Il rispetto di Se’ dovrebbe essere il punto di partenza per coloro che vogliono cambiare vita radicalmente.
Ci sono persone che hanno avuto la Grazia (perchè di Grazia si tratta) di cambiare totalmente il loro modo di essere, di passare da una situazione di disordine e insoddisfazione ad una ben più elevata che li ha resi se non proprio felici e scoppiettanti di gioia quantomeno armoniosi e sereni.
Certo, si fa presto a parlare quando si arriva alla mia età dopo esser stati sballottati a destra e a manca ed essere perciò arrivati alla conclusione che non c’è cibo migliore di quello dello spirito, nè bevanda migliore di quella che ci lascia esattamente come ci ha trovato e che ogni occupazione purchè onesta va bene per guadagnarsi il pane…
Per un ragazzo o una ragazza è più difficile accettare la briglia. Far loro capire che ingurgitare o fumare di tutto non è propriamente rispettare Se’ stessi. Che il denaro non viene prima della dignità o del rispetto degli altri. Che l’onestà non è una zavorra ma un valore unico nella vita.
Scrivo Se’ con la maiuscola non a caso. Rispettare il proprio corpo spesso vuol dire anche rispettare il proprio Spirito. Chi si butta via in una notte non sarà in grado poi di ritrovarsi per parecchio tempo.
Sbagliare è umano ed è facile. Non c’è nulla di più facile (e a volte anche divertente) di sbagliare. E’ la conseguenza dell’errore che reca sofferenza, non l’errore stesso. Quello in se’ non è pericoloso. Fumare uno spinello non è la fine del mondo, lo è però la sensazione di facilità nel trasgredire che ne consegue. Se ogni volta che i ragazzi che assumono psicofarmaci e alcool per sballarsi, o che fumano o sniffano, si sentissero male seriamente… credete che continuerebbero a farlo? Che si divertirebbero? Il pericolo sta proprio nel fatto che il danno c’è… ma non si vede.
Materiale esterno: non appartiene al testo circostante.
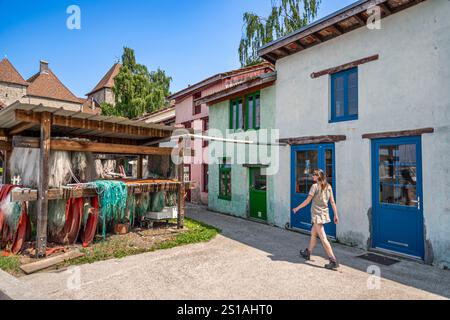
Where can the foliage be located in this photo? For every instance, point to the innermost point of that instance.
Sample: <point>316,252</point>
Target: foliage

Quindi, il vero pericolo è nel fatto che la trasgressione nuoce sia al corpo che allo spirito, ma mentre nel corpo a volte è evidente fin da subito (il malessere del giorno dopo ne è il segno), nello Spirito questo non si evidenzia se non dopo anni.
Questo mucchietto di banalità che ho appena scritto serve però ad introdurre (forse altre banalità, mah…) il discorso sul male del secolo che non attacca il corpo direttamente, ma lo fa colpendo PRIMA lo Spirito.
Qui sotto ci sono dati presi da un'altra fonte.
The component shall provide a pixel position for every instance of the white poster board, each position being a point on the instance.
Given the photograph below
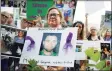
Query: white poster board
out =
(64, 39)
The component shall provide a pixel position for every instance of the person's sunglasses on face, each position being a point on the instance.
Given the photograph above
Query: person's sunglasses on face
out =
(53, 14)
(79, 26)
Un bellissimo romanzo di Oscar Wilde rappresenta magnificamente ciò che intendo con “male dello Spirito). “Il ritratto di Dorian Gray”:

Dopo una tormentata storia d’amore con un’attrice di teatro di nome Sybilla Vane, terminata col suicidio della ragazza, Dorian, vedendo che la sua figura nel quadro invecchia ed assume spaventose smorfie tutte le volte che egli commette un atto feroce e ingiusto, come se fosse la rappresentazione della sua coscienza, nasconde il quadro in soffitta e si dà ad una vita all’insegna del piacere, sicuro che il quadro patirà le miserie della sorte al posto suo. Non rivelerà a nessuno dell’esistenza del quadro, fuorché a Hallward, che poi ucciderà in preda alla follia fomentata dalle critiche del pittore, che ritiene causa dei suoi mali in quanto creatore dell’opera. Ogni tanto, però, si reca segretamente nella soffitta per controllare e schernire il suo ritratto che invecchia giorno dopo giorno, ma che gli crea anche tanti rimorsi e timori. Finché, stanco del peso che il ritratto gli fa sentire, nella speranza di liberarsi dalla vita malvagia che stava conducendo, lacera il quadro con lo stesso coltello con cui aveva ucciso Hallward. I suoi servi troveranno Dorian Gray morto, irriconoscibile e precocemente avvizzito, ai piedi del ritratto incontaminato, con un coltello conficcato nel cuore. (da Wikipedia)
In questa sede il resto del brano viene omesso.